The Irish government is to launch a reserve fund and may partially support the scheme with assets from its existing sovereign development fund, the Ireland Strategic Investment Fund (ISIF).
Releasing the summer economic statement earlier this week, minister for finance Michael Noonan said the government would stand by its pledge in the programme for government to launch the so-called rainy day fund.
Noonan said that, from 2019, at which point the government is expecting to run a balanced budget, it would put aside €1bn a year to be used to offset any future economic slowdown with potential stimulus measures.
Documents released as part of the economic statement say: “Proposals for the operation of the rainy day fund and the circumstances under which the amount would be deployed as a fiscal support for the economy will be developed.”

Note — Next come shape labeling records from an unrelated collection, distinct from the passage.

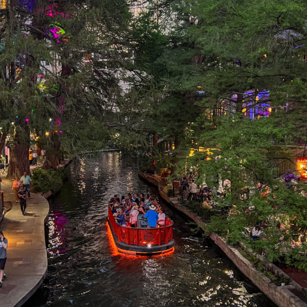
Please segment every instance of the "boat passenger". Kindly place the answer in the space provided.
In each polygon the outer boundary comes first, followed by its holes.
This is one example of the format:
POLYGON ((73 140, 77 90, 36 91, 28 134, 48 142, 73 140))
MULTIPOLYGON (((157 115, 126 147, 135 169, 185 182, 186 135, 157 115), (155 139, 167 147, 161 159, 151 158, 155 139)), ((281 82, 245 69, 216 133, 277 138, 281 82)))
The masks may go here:
POLYGON ((119 208, 119 204, 115 203, 112 207, 112 213, 115 213, 117 212, 117 209, 119 208))
POLYGON ((134 194, 133 199, 138 205, 140 203, 140 200, 139 199, 139 195, 137 193, 135 193, 135 194, 134 194))
POLYGON ((144 216, 145 218, 147 219, 147 228, 155 228, 157 226, 157 221, 159 218, 158 213, 156 212, 156 206, 155 205, 149 206, 149 210, 146 212, 144 216))
POLYGON ((141 214, 145 214, 145 204, 143 202, 141 202, 140 203, 140 208, 139 208, 139 212, 141 214))
POLYGON ((147 205, 147 203, 148 202, 149 200, 149 194, 146 194, 146 196, 145 197, 145 201, 144 202, 144 203, 145 205, 147 205))
POLYGON ((162 208, 162 207, 161 206, 161 205, 159 205, 159 204, 156 204, 156 212, 157 213, 159 213, 159 210, 160 208, 162 208))
POLYGON ((149 196, 148 198, 148 201, 147 201, 147 203, 145 205, 145 208, 146 209, 149 209, 149 206, 151 204, 151 198, 149 196))
POLYGON ((123 213, 123 210, 121 209, 119 209, 118 213, 116 216, 115 217, 115 220, 117 220, 117 222, 120 225, 122 226, 126 226, 126 221, 125 220, 125 215, 123 213))
POLYGON ((162 207, 160 206, 159 209, 159 213, 158 213, 159 219, 158 220, 158 225, 159 226, 165 226, 165 213, 162 207))
POLYGON ((131 209, 129 217, 129 222, 131 227, 137 228, 137 222, 138 222, 138 215, 139 215, 139 206, 136 205, 134 207, 133 210, 131 209))

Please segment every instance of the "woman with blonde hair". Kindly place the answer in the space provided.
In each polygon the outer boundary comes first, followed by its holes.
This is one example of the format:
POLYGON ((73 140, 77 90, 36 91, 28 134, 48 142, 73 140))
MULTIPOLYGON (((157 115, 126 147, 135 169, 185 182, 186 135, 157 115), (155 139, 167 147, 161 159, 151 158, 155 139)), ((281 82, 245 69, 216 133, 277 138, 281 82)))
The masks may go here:
POLYGON ((13 182, 13 186, 12 190, 15 193, 15 202, 19 202, 19 197, 18 197, 18 191, 19 188, 23 185, 21 182, 19 180, 18 177, 15 177, 15 180, 13 182))
POLYGON ((2 287, 2 281, 6 277, 4 274, 4 267, 7 259, 7 248, 8 239, 4 237, 2 230, 0 230, 0 288, 2 287))

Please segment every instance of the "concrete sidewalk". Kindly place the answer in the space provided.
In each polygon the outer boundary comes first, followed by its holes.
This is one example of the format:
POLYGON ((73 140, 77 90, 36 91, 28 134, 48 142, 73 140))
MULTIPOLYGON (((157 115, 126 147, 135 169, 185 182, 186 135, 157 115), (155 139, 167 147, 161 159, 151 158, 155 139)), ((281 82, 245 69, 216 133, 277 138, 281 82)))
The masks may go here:
POLYGON ((19 204, 15 202, 12 181, 2 179, 4 201, 11 202, 13 207, 0 225, 8 240, 7 278, 0 289, 0 306, 17 307, 36 291, 47 272, 44 222, 49 204, 40 194, 31 193, 23 215, 19 204))

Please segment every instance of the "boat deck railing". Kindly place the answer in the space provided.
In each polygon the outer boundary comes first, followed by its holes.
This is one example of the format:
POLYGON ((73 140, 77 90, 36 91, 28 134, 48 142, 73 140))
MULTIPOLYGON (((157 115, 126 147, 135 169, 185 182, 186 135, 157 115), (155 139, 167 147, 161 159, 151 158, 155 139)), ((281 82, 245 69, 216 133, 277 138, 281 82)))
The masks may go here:
POLYGON ((116 223, 111 207, 108 206, 108 220, 117 236, 119 242, 128 245, 152 246, 168 244, 173 238, 173 222, 166 217, 165 226, 156 228, 138 228, 122 226, 116 223))

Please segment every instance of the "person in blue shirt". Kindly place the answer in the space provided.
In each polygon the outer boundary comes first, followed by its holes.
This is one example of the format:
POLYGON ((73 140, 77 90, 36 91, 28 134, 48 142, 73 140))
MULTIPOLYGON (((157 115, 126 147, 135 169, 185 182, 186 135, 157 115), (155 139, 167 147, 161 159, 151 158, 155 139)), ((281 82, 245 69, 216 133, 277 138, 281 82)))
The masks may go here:
POLYGON ((19 200, 19 204, 20 205, 20 210, 23 215, 26 213, 26 208, 27 208, 27 192, 24 191, 24 187, 21 186, 19 187, 19 190, 17 194, 19 200))
POLYGON ((125 226, 126 220, 125 218, 125 214, 123 213, 123 210, 121 209, 119 209, 118 212, 118 213, 115 218, 117 220, 117 222, 120 225, 125 226))
POLYGON ((144 218, 147 219, 147 228, 157 227, 157 221, 159 219, 159 216, 155 210, 156 206, 151 204, 149 206, 149 210, 144 216, 144 218))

The document adds that the Department of Finance will issue a consultation by early next year detailing the “proposed operational modalities, including inter alia the trigger for deploying the fund”, with details to be discussed with the Oireachtas, Ireland’s parliament.
“The government,” it continues, “will also consider the merits of using any one-off receipts (such as windfall corporate tax receipts – or, indeed, other windfall tax revenues) or part of the Ireland Strategic Investment Fund to capitalise the rainy day fund.”
The Irish Fiscal Advisory Council, a statutory body offering independent assessments of government policy, has supported the establishment of a rainy day fund.
The council’s most recent report from the beginning of June notes that such a fund could help successive governments withstand pressures to relax fiscal policies in times of a budget surplus.
It adds: “An appropriately designed rainy day fund could give the government scope to operate counter-cyclical fiscal policy to boost the economy during future downturns.
“It could also help the government to avoid the need for forced fiscal consolidation in the event of a sudden loss of market access.”
A spokesman for the Department of Finance was unable to say whether financing would come from the €7.9bn segment of the ISIF being used to stimulate economic growth, or if funding would be diverted from the directed portfolio, used by the government in 2009 to buy stakes in Allied Irish Banks (AIB) and Bank of Ireland.
He noted that any decision on use of ISIF funding would be discussed by parliamentarians when the consultation got underway.
ISIF’s directed portfolio was most recently valued at €13.5bn and returned 15.3%, partially aided by a revaluation of AlB to €4.33 per share, up from 1.3 cents per share in 2014.
The discretionary portfolio, meanwhile, which sees investments scrutinised by an independent investment committee chaired by former HSBC North America chief executive Brendan McDonagh, returned 1.5% last year and has committed capital to a number of projects that aim to boost economic growth.
The National Treasury Management Agency’s former chief executive John Corrigan has previously predicted capital within ISIF’s discretionary portfolio would be committed within five years, meaning the majority of the portfolio’s capital is likely to be deployed by the end of 2019.